Des projets architecturaux à base de réemploi de matériaux
Quand on parle de projets architecturaux, on imagine tout de suite un bâtiment d'envergure. Or, un projet mené par un architecte concerne aussi bien des bâtiments modernes (habitation, commerce, école…) que des musées ou des églises. Peu importe l’objet et la taille de la construction, le réemploi de matériaux peut trouver sa place.

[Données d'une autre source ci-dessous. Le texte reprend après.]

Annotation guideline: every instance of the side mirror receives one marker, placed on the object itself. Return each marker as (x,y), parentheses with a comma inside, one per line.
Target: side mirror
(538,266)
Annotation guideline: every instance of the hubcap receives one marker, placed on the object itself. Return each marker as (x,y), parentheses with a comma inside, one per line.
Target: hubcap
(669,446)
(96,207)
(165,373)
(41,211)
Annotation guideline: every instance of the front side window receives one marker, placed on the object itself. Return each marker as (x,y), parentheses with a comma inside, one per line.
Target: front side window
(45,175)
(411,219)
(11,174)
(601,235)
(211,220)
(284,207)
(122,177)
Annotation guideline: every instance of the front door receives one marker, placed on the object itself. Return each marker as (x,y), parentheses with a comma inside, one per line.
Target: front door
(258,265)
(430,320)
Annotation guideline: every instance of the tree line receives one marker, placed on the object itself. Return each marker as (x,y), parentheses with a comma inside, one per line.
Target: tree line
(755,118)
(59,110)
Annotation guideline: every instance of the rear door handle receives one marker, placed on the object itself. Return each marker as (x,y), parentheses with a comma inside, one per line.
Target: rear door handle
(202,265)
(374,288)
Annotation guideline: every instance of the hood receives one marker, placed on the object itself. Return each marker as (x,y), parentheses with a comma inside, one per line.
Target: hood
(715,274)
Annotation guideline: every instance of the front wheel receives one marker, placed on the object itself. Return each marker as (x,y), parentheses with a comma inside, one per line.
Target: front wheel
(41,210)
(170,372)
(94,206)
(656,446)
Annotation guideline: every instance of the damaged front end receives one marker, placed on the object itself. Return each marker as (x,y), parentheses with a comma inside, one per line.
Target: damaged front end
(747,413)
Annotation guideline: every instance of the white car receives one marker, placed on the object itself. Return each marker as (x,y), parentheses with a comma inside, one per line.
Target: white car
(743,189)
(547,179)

Ainsi, les architectes se tournent de plus en plus vers le réemploi pour :
faire une toiture avec des tuiles plates en terre cuite
remplacer des volets en PVC
installer un plancher en bois brut
remplacer une fenêtre de toit
changer les équipements dans une cuisine
refaire une salle de bain complète
remplacer tout simplement une porte
mais aussi :
récupérer des dalles de béton pour construire un nouveau commerce
embellir la façade d’une école avec un bardage récupéré d’un centre commercial
construire un bar moderne 100% à base de matériaux réemployés
rénover une salle des fêtes avec des briques récupérées d’une déconstruction
construire un musée du miroir avec des fenêtres provenant de vieux bâtiments
monter des entrepôts avec des matériaux non utilisés sur un autre chantier
etc
Tout devient possible rapidement et à moindre coût grâce au réemploi. Les seules contraintes des architectes sont de s'assurer :
de l’état des matériaux réemployés
du respect des normes de sécurité
du respect des contraintes techniques structurelles
de la qualité finie de la construction
de sa longévité au regard des standards de construction en vigueur
Le réemploi de matériaux de fin de chantier n’est plus un usage marginal comme par le passé. Ainsi, les cabinets d’architecte se tournent, eux aussi, vers cette pratique.
En plus des avantages financiers et environnementaux, c’est aussi une prise de conscience de la richesse de l’existant qui permet à tous les acteurs du secteur du bâtiment de recréer un tissu local fort et engagé, riche en opportunités.